Etiler caddesi, Fatih, Sincan ve Eryaman gibi kalabalık bölgelerine gidiyor ve o yüzden bayağı yoğundur.
Yaşlanmışım ve tekrar taşınmanın düşüncesi bile beni korkutuyor ama bizimkiler taşınmakta israrlılar.
Çocuklar, Etiler caddesinin trafiğinden ne kadar rahatsız olmasalarda binamızin altındaki baklavacı Hidayet usta, bu durumdan bayağı memnundur. Baklava ve pasta almak için yoldan geçen arabaların bir çoğu orada durup Hidayet ustanın dükkanını uğruyorlardı. Dükkandaki tepsilerin hepsi akşama böşalıyordu.
Caddenin karşısında askeri bir havalimanı var ve oraya sadece özel jetler ve askeri uçaklar inebiliyor. Pencereden baktığımda Çubuk çayıyla paralel olan onun uzun beyaz pistini iyice görebiliyorum. O ikisi, bir birleriye yeni tanış olmuş çift gibi mesafeli bir şekilde caddeye doğru gidiyorlardı. Sanki pist, niyahyet bir noktada aşkına dokunabilme umuduyla Çubuk çayına yakın hareket etmekten vazgecmiyordu, ama sonunda zavallı hayal kırıklığına uğrayıp caddeye bir kaç metre kala bitiyordu. Çubuk çayı ise pistin ona karşı olan aşkını umursamadan işveli biçimde köprünün altından akıp gidiyordu ve Etiler caddsini keserek yüreği parçalanmış olan pisti terkediyordu.
Ama ...
"God bless Boeing 757-200"
Ama bir kaç gün önceden Etiler caddesi trafiğe tamamen kapatıldı.

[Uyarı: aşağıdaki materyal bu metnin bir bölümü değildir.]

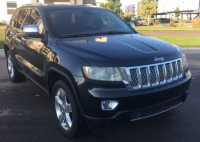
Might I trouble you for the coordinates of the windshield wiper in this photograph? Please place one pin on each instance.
(93, 34)
(77, 35)
(113, 32)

ABD başkanı Donald Trump özel uçağıyla yakında Ankara’ya gelecekmiş. İşe bak ki Trump’ın özel Boeing 752-200 uçağı bizim evin tam da karşımızdaki askeri havalimanına inecekmiş, ama havalimanının pisti onun uçağına uygun olmadıği için pisti uzatmak zorunda kalmışlar. Bu yüzden de Etiler caddesini tamamen kapatıp hemen pistin üzerinde çalışmalar başlatılmıştır.
Bizimkiler Etiler caddesinin sesinden ve ben de taşınma derdinden kurtulmuştum artık. Askeri havalimanının pisti de Çubuk çayına olan aşkının bir, iki yüz metre daha uznmasından epeyi memnun görünüyordu.
Ama Hidayet ustanın durumu pek de iyi değildi. Dükkana gelip, giden yoktu. Akşam olunca da tepsilerdeki baklavaların ve pastaların çoğu öylesine duruyorlardı.
Hidayet ustanın çaresi yoktu. Ya dükkanını başka bir yere taşıyacaktı, ya da intikam almak için bomba yeleği giyip kendisini Trump’ın uçağı altına atacaktı.